Irrepressible as ever, Sir Nige came back ‘to all those screaming and shouting about me going to the pub… I’ve been back from the USA for two weeks, and have tested negative. Cheers!’.

And here we all were, thinking that there was nothing the despicable Davey could do to make himself look an even bigger wanker than he already has. A word to the wise, you pathetic shitweasel; snitches tend to be extremely unpopular. Take care, or you might find that some of the bigger boys will ram your head down the school bog and flush it repeatedly.

Enjoy your pint Mr F, and get one in for Ed the Cunt. A pint of bitter would be appropriate, I think.

Nominated by: Ron Knee 

And seconded by…

A solid gold repeat cunting is due for limp wristed, limp-dump ducky Ed ‘Wavey’ Davey.

This piss-stained, shitstabbing school sneak has written to Kent Police asking them to investigate Nigel Farage to determine if he broke lockdown rules after returning from the USA. Farage was seen in a pub at 12pm on 4th July apparently after being in the States on 20th June.
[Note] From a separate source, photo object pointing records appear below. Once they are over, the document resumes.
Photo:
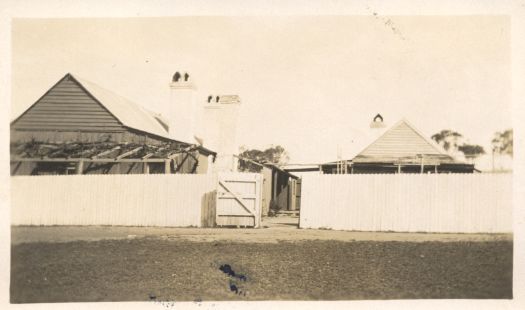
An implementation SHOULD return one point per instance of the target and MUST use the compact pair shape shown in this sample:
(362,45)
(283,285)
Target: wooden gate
(239,199)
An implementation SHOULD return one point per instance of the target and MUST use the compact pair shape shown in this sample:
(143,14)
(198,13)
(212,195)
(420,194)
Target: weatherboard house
(78,127)
(400,148)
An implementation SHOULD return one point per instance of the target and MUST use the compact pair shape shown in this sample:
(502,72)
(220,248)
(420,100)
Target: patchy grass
(153,269)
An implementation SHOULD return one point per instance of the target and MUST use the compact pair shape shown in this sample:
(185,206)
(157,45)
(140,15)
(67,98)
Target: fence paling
(425,203)
(142,200)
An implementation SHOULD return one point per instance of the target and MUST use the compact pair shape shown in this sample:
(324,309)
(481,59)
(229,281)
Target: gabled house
(401,148)
(78,127)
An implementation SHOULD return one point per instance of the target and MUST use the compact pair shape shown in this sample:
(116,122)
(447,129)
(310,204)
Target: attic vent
(176,77)
(377,122)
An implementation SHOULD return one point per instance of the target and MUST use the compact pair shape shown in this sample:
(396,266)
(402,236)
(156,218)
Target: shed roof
(399,142)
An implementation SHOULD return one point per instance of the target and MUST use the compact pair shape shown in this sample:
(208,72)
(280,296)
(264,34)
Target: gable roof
(402,140)
(127,112)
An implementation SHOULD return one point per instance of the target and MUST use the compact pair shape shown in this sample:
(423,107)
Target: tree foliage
(452,141)
(503,142)
(274,155)
(448,139)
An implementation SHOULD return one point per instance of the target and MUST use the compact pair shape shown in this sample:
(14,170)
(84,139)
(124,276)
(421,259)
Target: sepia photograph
(241,158)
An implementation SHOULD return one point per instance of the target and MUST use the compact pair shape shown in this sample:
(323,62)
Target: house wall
(54,136)
(461,203)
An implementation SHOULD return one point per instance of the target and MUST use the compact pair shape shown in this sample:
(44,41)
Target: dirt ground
(280,262)
(275,229)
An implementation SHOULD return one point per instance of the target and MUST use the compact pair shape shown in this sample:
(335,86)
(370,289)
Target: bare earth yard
(139,264)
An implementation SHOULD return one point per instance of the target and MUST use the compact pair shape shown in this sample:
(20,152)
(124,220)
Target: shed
(399,149)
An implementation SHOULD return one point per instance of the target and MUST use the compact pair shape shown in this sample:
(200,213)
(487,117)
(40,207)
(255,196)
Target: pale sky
(306,83)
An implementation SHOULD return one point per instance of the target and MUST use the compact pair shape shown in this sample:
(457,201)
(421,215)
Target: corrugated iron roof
(399,142)
(127,112)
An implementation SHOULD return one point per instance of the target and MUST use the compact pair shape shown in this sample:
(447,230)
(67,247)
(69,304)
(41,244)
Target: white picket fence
(466,203)
(129,200)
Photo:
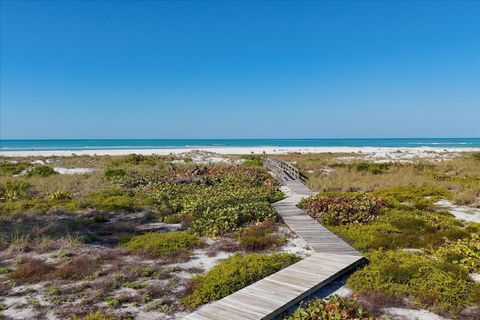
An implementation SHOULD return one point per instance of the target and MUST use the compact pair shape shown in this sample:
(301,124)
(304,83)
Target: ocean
(120,144)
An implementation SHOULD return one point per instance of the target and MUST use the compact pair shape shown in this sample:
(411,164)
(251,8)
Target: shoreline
(235,151)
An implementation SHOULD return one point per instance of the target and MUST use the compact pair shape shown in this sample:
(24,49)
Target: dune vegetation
(420,256)
(129,234)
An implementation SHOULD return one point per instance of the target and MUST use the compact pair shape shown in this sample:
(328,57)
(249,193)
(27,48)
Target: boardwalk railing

It is Mr Davey’s view that Farage did not quarantine for 14 days.

This is not about Farage (allegedly) not complying with a lockdown directive; this is all about Farage not holding dear those views that Wavey holds so dear. Clearly if Farage was a lefty, rainbow-flying, BLM, Muslim-supporting MP then Wavy certainly would have cut him slack. This is such a blatant opportunist attempt by Wavey to ‘stick one up far right, Brexiteer Farage’ that the cunt is blinded by his own pansy spite. From what I can see, Farage may be guilty of foreshortening his quarantine by a day, but really, Davey you cunt? I suspect the police have better things to do than to waste their time on this petty shite.

I am thinking hard to recall anything useful Ed Davey has ever accomplished as an MP. The fisting fannywipe has accomplished much in terms virtue signalling, but really fuck all else.

A weapons grade, spiteful cunt and I hope all you cunters join me in pushing Wavey closer to the wall of plenty.